Pflegehilfsmittel und Hilfsmittel

 

Pflegehilfsmittel
Nach § 40 Abs. 1 SGB XI haben Pflegebedürftige einen Anspruch auf Versorgung mit Pflegehilfsmitteln, die zur Erleichterung der Pflege oder zur Linderung der Beschwerden des Pflegebedürftigen beitragen sowie ihm eine selbstständigere Lebensführung ermöglichen.
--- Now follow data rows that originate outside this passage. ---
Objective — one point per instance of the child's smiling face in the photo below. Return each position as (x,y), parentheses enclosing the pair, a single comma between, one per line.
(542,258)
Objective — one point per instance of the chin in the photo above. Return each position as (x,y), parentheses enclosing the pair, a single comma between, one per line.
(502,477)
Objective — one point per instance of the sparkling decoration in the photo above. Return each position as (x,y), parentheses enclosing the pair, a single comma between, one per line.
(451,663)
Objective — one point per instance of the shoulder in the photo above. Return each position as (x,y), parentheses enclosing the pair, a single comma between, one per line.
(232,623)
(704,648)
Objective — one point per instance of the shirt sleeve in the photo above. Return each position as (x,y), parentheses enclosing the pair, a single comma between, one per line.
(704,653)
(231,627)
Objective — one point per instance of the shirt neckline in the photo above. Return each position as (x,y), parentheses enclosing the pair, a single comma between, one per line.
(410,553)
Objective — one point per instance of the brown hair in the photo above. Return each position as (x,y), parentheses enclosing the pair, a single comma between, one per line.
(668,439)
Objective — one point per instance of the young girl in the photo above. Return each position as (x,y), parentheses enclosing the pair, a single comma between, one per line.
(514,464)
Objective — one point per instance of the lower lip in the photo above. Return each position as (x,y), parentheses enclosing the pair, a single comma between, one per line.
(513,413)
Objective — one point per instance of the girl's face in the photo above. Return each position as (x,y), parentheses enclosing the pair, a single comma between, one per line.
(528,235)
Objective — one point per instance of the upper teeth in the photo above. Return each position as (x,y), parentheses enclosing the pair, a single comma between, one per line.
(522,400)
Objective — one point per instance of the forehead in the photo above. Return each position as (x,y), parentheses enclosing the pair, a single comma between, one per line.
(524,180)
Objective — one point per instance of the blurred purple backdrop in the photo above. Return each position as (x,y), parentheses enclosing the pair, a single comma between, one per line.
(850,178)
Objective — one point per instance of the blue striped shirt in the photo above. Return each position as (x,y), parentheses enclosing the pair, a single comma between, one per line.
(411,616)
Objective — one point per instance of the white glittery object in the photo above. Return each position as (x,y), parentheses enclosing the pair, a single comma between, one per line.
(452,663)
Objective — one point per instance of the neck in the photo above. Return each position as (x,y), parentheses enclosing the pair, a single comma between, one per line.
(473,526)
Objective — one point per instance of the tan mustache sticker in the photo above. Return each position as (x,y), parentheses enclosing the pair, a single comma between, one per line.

Hierunter zählt man beispielsweise Pflegebetten, Pflegeliegestühle, Waschsysteme, Lagerungsrollen etc. Pflegehilfsmittel werden von den zuständigen Pflegekassen übernommen, sofern der Patient in einer der drei Pflegestufen eingestuft ist.

Hilfsmittel
Neben Pflegehilfsmitteln gibt es für Pflegebedürftige außerdem Hilfsmittel. Diese sollen ein Handicap des Pflegebedürftigen gezielt ausgleichen. Nach § 33 SGB V ist die Krankenkasse gesetzlich verpflichtet, bei einer Krankheit oder Behinderung ein Hilfsmittel zu bezahlen. Hilfsmittel sind medizinische Sachleistungen. Zu ihnen gehören z. B. Körperersatzstücke, orthopädische und anderen Hilfsmittel, Sehhilfen, Hörhilfen, Sachmittel oder technische Produkte, die dazu dienen, Arzneimittel oder andere Therapeutika, die zur inneren Anwendung bestimmt sind, in den Körper zu bringen (z.B. Inhalationshilfen, Ernährungspumpen etc.) Die Indikation über die Rezeptierung der Hilfsmittel stellt der Hausarzt. Die Krankenkasse kann innerhalb des Genehmigungsverfahrens den Medizinischen Dienst der Kassen beauftragen, die Notwendigkeit des Hilfsmitteleinsatzes zu überprüfen.¬ Anschließend werden die gewünschten Hilfsmittel von der Kasse genehmigt oder abgelehnt. Hilfsmittel müssen vom Arzt verschrieben werden.